Daniel Lezama cumple 46 años este 2014, situándolo entre los mexicanos nacidos en el año de la urgida, y urgente, voz estudiantil. Haciendo un ejercicio inductivo digo que seguramente por su desarrollo entre París-Texas-México, más de una vez el eco referencial del violento año de su nacimiento se le presentó en lo público y en lo íntimo. Induzco que hay una marca del 68 en el cuerpo de su pintura. Induzco la nostalgia del origen que implica el constante ser extranjero. Induzco la necesidad de esta nostalgia para llevar al origen en una cajita de curiosidades: México y sus dolores. México y sus amores. Induzco la urgencia de pasión, de presentación del potente perfil grotesco de lo mexicano.

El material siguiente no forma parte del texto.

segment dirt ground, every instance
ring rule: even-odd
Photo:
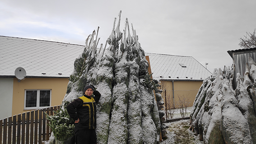
[[[160,144],[204,144],[189,130],[189,122],[190,120],[186,120],[166,123],[169,126],[167,129],[167,139]]]

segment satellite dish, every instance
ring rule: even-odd
[[[14,74],[15,76],[18,79],[18,81],[19,82],[21,80],[25,78],[27,73],[23,68],[20,67],[15,70]]]

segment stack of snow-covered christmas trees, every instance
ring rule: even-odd
[[[161,124],[154,90],[159,92],[157,88],[159,85],[157,81],[152,80],[144,51],[132,24],[131,36],[127,19],[124,33],[120,31],[121,14],[115,29],[115,18],[104,48],[102,44],[99,50],[96,48],[99,28],[88,37],[84,52],[74,62],[61,105],[62,112],[58,112],[66,113],[65,107],[83,95],[85,86],[92,84],[102,95],[97,107],[98,144],[157,144]],[[161,97],[160,94],[157,96]],[[163,101],[162,98],[158,99],[158,102]],[[65,126],[72,130],[73,122],[66,116]],[[48,118],[55,128],[51,124],[59,121],[56,117]],[[51,143],[61,139],[53,138],[61,132],[57,130],[51,135]],[[72,135],[63,135],[66,138],[61,139],[68,140]]]

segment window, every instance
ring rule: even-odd
[[[25,90],[25,110],[33,110],[50,107],[51,97],[51,89]]]

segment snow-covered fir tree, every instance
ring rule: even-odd
[[[98,28],[86,39],[74,62],[61,109],[92,84],[102,96],[97,107],[98,144],[158,144],[161,129],[155,82],[151,80],[144,51],[132,24],[131,35],[127,19],[124,32],[120,30],[121,12],[104,48],[101,44],[97,48]]]

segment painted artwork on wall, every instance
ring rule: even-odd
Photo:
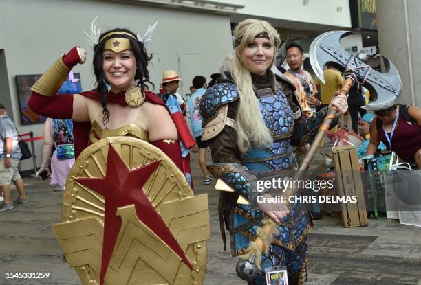
[[[21,113],[21,124],[23,126],[43,123],[47,119],[45,117],[36,114],[28,107],[28,100],[31,95],[30,89],[41,76],[41,74],[16,76],[16,87]],[[61,89],[65,89],[65,87],[67,91],[76,91],[73,93],[80,91],[82,90],[80,75],[70,71],[70,73],[69,73],[67,78],[66,78]],[[68,92],[69,91],[67,91],[63,93]],[[58,93],[60,93],[59,90]]]

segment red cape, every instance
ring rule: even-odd
[[[92,89],[90,91],[81,92],[78,93],[83,96],[86,96],[89,99],[93,99],[101,102],[101,98],[96,89]],[[164,106],[166,109],[166,106],[162,100],[149,91],[144,91],[145,100],[149,103],[157,105]],[[125,100],[125,93],[121,92],[118,94],[114,94],[111,92],[108,92],[107,94],[107,102],[109,103],[119,104],[121,106],[127,106]],[[168,110],[168,109],[167,109]],[[171,114],[170,114],[171,115]],[[82,150],[88,146],[89,141],[89,131],[91,130],[91,123],[89,122],[75,122],[73,121],[73,134],[74,137],[74,153],[77,158]]]

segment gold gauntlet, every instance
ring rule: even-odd
[[[71,70],[71,68],[64,64],[61,58],[61,56],[58,58],[43,74],[31,87],[31,91],[47,97],[56,95]]]

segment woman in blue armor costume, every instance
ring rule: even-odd
[[[307,273],[307,232],[312,225],[307,207],[291,203],[274,209],[272,205],[256,203],[257,196],[270,195],[257,191],[257,181],[292,175],[295,164],[292,145],[311,142],[328,109],[307,119],[301,115],[293,85],[270,71],[280,38],[269,23],[244,20],[234,30],[234,36],[230,80],[208,89],[200,105],[202,139],[208,141],[212,150],[213,164],[208,168],[235,190],[221,192],[223,238],[225,242],[225,225],[231,236],[233,255],[244,254],[256,238],[262,219],[272,218],[279,225],[279,233],[274,236],[269,253],[262,255],[261,268],[286,266],[289,284],[299,284]],[[329,107],[332,106],[340,114],[344,113],[346,96],[334,98]],[[290,194],[283,192],[284,196]],[[250,204],[237,203],[239,195]],[[259,271],[248,284],[266,284],[264,273]]]

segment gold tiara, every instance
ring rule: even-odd
[[[111,49],[114,52],[120,52],[126,49],[131,49],[131,43],[126,38],[111,38],[105,41],[102,50]]]
[[[100,38],[98,43],[100,43],[101,41],[102,41],[104,38],[107,38],[107,36],[112,36],[112,35],[114,35],[114,34],[124,34],[125,36],[131,36],[133,39],[138,41],[138,39],[133,35],[132,35],[131,34],[129,34],[129,33],[127,33],[125,32],[111,32],[110,33],[108,33],[108,34],[105,34],[104,36],[102,36],[102,37],[101,38]]]

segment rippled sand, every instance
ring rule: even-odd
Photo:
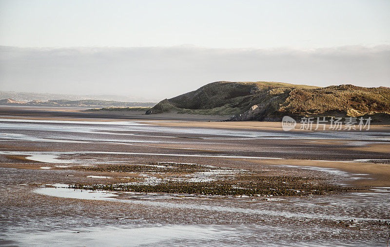
[[[386,133],[285,133],[145,123],[0,119],[0,243],[355,246],[385,245],[389,240],[390,155],[367,150],[390,142]],[[142,162],[313,177],[360,190],[246,197],[67,187],[123,182],[136,175],[74,166]]]

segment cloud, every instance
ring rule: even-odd
[[[169,98],[218,80],[390,86],[390,45],[312,50],[0,46],[0,89]]]

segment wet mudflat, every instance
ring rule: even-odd
[[[390,142],[386,133],[80,122],[0,121],[2,244],[354,246],[389,240],[390,188],[358,183],[375,176],[289,162],[365,166],[375,160],[388,169],[388,153],[349,148]],[[228,190],[210,192],[226,184]],[[177,190],[192,184],[203,190]],[[341,190],[317,193],[310,187],[316,184]],[[247,193],[259,185],[261,191]],[[275,192],[280,188],[292,196]]]

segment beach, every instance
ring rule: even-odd
[[[6,244],[389,240],[386,125],[285,132],[280,122],[182,114],[7,107],[0,115]]]

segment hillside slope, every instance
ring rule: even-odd
[[[390,109],[390,88],[320,88],[279,82],[218,81],[166,99],[146,112],[234,115],[232,120],[280,121],[284,115],[357,116]]]

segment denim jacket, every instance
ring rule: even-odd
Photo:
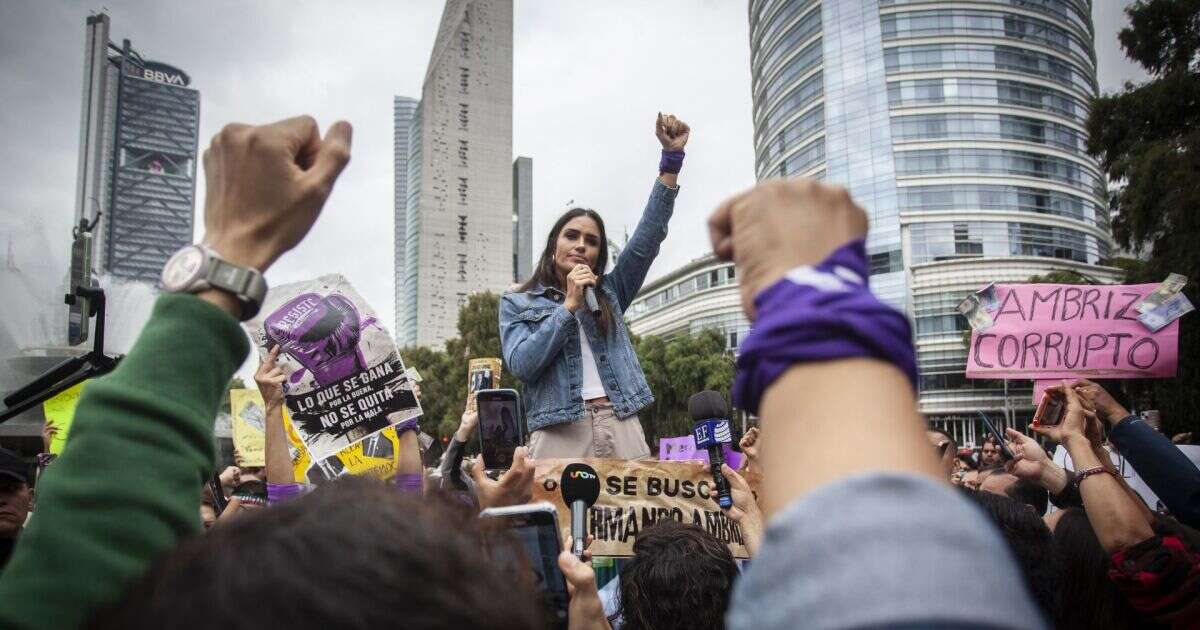
[[[604,275],[600,290],[612,306],[613,326],[600,337],[587,308],[572,316],[563,307],[566,298],[553,287],[538,286],[500,298],[500,344],[504,364],[524,383],[526,421],[529,431],[572,422],[583,418],[582,356],[580,332],[588,336],[596,371],[618,418],[629,418],[654,402],[646,374],[629,341],[623,313],[642,288],[650,263],[667,236],[667,221],[679,188],[658,179],[642,220],[622,250],[617,265]]]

Reconozco la técnica de su pincel al mezclar el muralismo y el claroscuro que tan románticamente le subraya la crítica. Reconozco el acento de las cicatrices históricas en lo cotidiano y la ironía con la que las presenta.
Confrontarnos por el atrevimiento de Daniel Lezama nos delata ignorantes de nuestro presente, nos delata mojigatos. El problema no radica en que los muralistas ya habían expuesto el desnudo penetrante de la mexicanidad oficial. El problema radica en que el enaltecimiento de la osada pintura de Lezama prueba que, no sólo como mexicanos sino como humanidad, tememos—escandalosamente todavía—a la integración, toda integración. La del arriba con el abajo, la mente con el cuerpo, el amor con el odio, el éxtasis con la locura… y la acechante muerte motorizando, siempre, toda dualidad.
Daniel Lezama ha causado escándalo y veo la causa, es clara: violencia, desnudez, abuso y miseria de lo mexicano. Me enfada la causa. Me aburre la causa. Incluso me entristece. Que la vigencia del desnudo, de la manifestación de violencia extrema y la miseria causen escándalo y, en el peor de los casos, censura demuestra que estamos por abajo de nuestro presente, no sólo el nacional.
Llevamos siglos, me atrevo—sin ser esto un atrevimiento en absoluto—en decir que desde la primer mañana humana hemos sido partícipes en el erotismo, la violencia y la miseria, nos es natural. Manifestar esos dos principios fundamentales de nuestra condición es, entonces, esperado en la obra del poeta de cualquier arte. Aquél concepto, aquél principio que haya expirado por nuestra evolución desaparecerá, necesariamente, del discurso poético.
Si nuestro presente está inmerso por violencia miserable, violencia miserable se encontrará en los arcones históricos de nuestro arte. Lezama—induzco que sin saberlo—contribuye sólo en exponer lo urgente que nos es superar el escándalo frente a la miseria en el arte para así lograr confrontar la miseria del vecino, del país, de la humanidad, de uno mismo en el plano de la realidad ya no en el acogedor mundo del poeta.